As the title suggests I’m needle phobic. The very thought of having an injection / bloody test / cannula etc makes me anxious, upset and at times physically sick. I can’t focus and get a headache. Please don’t laugh at me or tell me to pull myself together - I know it’s stupid as a grown woman to feel this way.
I’ve coped through my pregnancy with the usual booking in bloods, 12 week screening bloods and then a GTT. I got progressively better and managed by knowing it was coming and making sure I was really well hydrated and talking to the midwife first so I could be reckoned in the chair etc. I then got taken in for monitoring and as I was being discharged the midwife said oh god we forgot to do your blood test, sleeve up! I’d had no time to mentally prepare and it didn’t go well. They struggled to get a vain and it was painful. I feel hyper sensitive to it being in my arm or hand.
I’m now 33 weeks and starting to consider my birth preferences having covered pain relief at our antenatal class this week.
Initially at the start of my pregnancy I was very open minded to all pain relief and said I’d go with whatever I needed at the time. Now it’s more imminent I’m terrified and can’t think straight about it all.
I’m terrified that my needle phobia will make me unable to make a rational choice in labour about what I need.
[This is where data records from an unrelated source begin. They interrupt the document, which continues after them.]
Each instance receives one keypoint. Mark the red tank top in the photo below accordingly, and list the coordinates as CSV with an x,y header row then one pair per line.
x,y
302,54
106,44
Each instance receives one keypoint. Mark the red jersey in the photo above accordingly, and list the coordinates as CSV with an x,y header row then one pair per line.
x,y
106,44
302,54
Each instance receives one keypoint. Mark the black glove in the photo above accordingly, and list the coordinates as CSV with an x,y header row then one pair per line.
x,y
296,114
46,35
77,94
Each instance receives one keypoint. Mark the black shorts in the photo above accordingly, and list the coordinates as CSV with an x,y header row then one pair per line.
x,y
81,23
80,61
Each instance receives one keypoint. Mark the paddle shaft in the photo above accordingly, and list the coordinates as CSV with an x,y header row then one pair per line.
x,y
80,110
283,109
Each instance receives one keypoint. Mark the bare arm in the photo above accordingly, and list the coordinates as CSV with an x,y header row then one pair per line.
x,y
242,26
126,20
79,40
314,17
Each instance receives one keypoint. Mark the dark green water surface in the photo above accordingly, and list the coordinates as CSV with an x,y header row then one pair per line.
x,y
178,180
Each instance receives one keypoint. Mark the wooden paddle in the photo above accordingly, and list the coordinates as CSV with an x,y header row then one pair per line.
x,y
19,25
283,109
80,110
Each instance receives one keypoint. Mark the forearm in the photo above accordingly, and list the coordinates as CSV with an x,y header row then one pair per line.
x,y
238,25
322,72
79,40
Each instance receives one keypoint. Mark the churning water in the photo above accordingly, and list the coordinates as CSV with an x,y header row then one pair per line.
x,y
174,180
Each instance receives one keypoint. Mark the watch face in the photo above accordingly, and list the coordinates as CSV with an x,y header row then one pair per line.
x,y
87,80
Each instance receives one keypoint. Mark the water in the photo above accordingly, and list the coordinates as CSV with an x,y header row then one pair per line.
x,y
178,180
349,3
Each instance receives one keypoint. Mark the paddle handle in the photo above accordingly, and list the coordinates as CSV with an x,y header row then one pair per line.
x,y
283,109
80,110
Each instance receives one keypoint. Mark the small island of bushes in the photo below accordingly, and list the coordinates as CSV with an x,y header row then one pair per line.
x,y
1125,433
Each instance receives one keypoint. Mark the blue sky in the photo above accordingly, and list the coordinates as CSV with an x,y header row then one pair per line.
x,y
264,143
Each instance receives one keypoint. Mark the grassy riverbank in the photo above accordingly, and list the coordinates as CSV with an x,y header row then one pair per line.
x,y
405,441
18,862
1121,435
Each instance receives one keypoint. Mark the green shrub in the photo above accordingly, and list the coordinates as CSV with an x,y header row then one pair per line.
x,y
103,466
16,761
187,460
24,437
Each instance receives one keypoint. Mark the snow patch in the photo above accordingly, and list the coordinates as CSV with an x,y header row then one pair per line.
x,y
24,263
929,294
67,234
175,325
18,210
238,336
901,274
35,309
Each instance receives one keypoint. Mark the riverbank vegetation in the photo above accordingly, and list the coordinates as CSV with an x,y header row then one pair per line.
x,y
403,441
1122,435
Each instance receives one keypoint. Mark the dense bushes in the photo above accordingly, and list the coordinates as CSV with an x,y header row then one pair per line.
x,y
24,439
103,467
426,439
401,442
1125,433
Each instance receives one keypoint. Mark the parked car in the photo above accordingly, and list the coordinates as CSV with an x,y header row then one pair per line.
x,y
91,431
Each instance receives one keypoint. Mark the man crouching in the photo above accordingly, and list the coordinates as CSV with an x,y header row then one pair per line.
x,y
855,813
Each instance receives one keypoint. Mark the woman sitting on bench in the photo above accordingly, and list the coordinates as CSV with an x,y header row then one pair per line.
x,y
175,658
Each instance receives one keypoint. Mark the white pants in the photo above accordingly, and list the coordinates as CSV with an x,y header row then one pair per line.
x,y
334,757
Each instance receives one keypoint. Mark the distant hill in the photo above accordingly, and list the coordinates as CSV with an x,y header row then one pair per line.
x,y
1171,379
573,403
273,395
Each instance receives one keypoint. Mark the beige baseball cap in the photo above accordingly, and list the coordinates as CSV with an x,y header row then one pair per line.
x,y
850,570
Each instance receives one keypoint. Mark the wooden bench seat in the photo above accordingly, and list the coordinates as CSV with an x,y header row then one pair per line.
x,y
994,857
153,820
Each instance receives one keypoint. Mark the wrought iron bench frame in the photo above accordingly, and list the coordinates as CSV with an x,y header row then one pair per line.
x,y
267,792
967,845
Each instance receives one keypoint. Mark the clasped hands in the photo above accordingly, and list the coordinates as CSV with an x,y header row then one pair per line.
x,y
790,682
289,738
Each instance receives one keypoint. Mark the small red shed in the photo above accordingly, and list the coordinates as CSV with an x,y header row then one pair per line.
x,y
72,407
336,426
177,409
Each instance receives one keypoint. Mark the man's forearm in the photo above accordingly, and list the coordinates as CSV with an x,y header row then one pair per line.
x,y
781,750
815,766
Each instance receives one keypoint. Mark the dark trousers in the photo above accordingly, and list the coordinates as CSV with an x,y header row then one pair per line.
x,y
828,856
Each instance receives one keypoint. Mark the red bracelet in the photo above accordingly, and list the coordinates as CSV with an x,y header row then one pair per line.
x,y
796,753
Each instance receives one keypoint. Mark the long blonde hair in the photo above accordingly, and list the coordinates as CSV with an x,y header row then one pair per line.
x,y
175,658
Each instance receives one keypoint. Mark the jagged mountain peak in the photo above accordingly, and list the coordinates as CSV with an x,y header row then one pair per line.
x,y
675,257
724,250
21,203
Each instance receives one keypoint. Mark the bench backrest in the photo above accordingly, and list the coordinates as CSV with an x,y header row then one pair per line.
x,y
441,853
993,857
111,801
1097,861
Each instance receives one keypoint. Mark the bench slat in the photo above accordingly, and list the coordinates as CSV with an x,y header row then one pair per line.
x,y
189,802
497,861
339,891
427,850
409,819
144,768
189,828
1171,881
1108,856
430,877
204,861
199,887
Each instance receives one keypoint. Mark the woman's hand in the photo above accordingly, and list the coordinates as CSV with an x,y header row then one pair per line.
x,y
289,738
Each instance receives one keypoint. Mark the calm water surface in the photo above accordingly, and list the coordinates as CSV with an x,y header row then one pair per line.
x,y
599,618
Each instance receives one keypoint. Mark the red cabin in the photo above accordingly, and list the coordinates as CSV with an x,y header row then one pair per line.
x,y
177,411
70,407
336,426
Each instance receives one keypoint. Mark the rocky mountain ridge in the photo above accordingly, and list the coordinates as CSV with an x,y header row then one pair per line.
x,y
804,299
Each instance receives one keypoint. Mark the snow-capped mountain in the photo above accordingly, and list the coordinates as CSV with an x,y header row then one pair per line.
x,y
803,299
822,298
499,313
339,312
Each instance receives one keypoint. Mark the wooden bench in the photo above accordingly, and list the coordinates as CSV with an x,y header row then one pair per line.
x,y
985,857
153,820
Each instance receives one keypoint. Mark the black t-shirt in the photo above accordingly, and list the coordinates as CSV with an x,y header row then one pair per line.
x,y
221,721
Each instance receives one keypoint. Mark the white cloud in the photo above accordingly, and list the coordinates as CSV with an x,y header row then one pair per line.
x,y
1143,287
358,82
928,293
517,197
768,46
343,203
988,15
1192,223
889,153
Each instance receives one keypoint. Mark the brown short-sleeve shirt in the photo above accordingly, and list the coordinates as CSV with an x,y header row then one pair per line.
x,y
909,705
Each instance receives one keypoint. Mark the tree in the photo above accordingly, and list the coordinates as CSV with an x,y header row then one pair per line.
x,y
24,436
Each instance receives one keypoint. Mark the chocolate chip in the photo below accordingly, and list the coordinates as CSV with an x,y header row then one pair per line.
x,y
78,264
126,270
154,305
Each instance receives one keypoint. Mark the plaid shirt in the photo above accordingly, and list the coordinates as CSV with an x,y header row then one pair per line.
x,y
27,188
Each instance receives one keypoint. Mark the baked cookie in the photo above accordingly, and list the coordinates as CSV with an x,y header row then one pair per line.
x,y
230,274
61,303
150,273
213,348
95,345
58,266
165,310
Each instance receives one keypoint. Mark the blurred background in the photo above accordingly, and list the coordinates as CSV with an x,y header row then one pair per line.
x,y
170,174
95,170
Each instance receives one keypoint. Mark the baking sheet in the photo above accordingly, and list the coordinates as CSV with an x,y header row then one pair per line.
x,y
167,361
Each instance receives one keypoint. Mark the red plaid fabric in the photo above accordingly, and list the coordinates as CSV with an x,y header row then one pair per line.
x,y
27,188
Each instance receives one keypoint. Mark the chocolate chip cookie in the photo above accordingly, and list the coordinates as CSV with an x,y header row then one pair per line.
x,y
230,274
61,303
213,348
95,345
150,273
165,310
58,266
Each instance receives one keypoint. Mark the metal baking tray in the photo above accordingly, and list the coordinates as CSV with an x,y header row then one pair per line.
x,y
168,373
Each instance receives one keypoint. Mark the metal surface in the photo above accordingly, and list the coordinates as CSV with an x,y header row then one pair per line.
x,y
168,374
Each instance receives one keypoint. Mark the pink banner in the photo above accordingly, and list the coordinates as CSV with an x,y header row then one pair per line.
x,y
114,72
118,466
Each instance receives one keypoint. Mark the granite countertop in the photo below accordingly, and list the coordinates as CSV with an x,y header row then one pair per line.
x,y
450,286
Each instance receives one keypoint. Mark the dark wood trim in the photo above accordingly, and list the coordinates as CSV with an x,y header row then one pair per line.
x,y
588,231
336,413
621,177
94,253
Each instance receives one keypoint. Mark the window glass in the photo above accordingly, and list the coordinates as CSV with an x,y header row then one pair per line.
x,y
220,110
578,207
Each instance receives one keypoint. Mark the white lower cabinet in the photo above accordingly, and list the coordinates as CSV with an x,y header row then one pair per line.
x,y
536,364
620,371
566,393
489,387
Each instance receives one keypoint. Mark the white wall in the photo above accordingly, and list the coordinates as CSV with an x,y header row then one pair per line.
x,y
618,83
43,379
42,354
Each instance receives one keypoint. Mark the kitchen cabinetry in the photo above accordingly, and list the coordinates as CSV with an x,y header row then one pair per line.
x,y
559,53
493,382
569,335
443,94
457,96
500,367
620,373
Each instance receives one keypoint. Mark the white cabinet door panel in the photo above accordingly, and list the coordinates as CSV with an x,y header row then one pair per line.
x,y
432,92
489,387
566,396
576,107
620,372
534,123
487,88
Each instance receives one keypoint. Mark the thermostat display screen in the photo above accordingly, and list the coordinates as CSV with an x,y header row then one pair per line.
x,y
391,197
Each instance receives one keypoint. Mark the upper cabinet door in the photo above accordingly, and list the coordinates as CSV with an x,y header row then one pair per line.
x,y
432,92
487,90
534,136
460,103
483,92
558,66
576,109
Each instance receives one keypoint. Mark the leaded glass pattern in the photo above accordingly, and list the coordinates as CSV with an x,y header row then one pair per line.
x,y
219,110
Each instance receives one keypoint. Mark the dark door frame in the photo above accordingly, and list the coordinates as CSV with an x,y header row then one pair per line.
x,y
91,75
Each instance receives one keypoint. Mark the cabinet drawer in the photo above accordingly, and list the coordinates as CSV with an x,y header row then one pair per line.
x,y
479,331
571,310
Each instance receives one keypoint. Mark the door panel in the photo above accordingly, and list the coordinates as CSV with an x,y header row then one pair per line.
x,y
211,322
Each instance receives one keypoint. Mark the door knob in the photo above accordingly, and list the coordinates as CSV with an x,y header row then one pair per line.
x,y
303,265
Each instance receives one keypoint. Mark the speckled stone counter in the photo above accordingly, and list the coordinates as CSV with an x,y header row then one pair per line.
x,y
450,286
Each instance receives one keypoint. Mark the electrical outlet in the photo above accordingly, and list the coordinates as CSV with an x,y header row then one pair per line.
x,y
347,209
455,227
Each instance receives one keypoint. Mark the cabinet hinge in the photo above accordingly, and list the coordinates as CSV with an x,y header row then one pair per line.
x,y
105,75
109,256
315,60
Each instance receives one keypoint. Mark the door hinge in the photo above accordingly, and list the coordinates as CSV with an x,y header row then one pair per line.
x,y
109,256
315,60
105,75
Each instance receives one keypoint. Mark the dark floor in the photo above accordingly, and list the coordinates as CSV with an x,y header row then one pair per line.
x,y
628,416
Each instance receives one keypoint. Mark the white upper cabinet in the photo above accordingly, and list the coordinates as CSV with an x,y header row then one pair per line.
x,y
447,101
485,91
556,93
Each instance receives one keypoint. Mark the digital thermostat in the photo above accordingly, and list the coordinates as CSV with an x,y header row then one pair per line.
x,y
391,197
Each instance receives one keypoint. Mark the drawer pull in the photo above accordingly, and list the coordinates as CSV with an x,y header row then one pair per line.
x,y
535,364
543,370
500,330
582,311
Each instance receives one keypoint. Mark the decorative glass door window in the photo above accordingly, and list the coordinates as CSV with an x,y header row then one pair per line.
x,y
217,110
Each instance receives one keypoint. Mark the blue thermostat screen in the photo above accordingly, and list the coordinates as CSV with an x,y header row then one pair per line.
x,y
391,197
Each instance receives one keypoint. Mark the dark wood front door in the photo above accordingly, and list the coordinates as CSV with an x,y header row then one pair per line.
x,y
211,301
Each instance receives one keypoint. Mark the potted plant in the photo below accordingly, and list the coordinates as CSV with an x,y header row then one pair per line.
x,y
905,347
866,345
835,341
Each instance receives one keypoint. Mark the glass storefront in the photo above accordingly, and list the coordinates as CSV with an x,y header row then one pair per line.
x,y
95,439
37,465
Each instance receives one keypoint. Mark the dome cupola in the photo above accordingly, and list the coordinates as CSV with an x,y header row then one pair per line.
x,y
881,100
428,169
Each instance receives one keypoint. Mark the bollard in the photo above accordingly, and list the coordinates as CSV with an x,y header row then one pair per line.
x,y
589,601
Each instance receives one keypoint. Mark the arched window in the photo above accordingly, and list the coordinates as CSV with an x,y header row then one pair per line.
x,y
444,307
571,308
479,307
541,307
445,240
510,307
I’m terrified that I won’t know when I do need more intervention / the next level of relief. E.g in pain, it’s hell but I’m just about coping with gas and air / water - how do I know if I’m at 70% of the pain or 100%?? Because if i knew it was at 100% and although difficult I knew I was coping then I’d probably not go up to pethadine / remifentinol / epidural etc. If I was only just coping and knew it was going to get worse.... what if I can’t make a rational decision to have additional relief.
Ultimately if a medical professional tells me I need something I think I’ll do it. My baby has to be ok and come out safely but how on earth do I cope with the pain with the added layer of wanting to avoid needles with all my might.
So many people have said I just won’t care when I’m in labour and maybe I won’t but right now that sentence makes me feel like this phobia is being minimised and I really need some practical advice on either managing pain in labour and/or handling needle phobia please!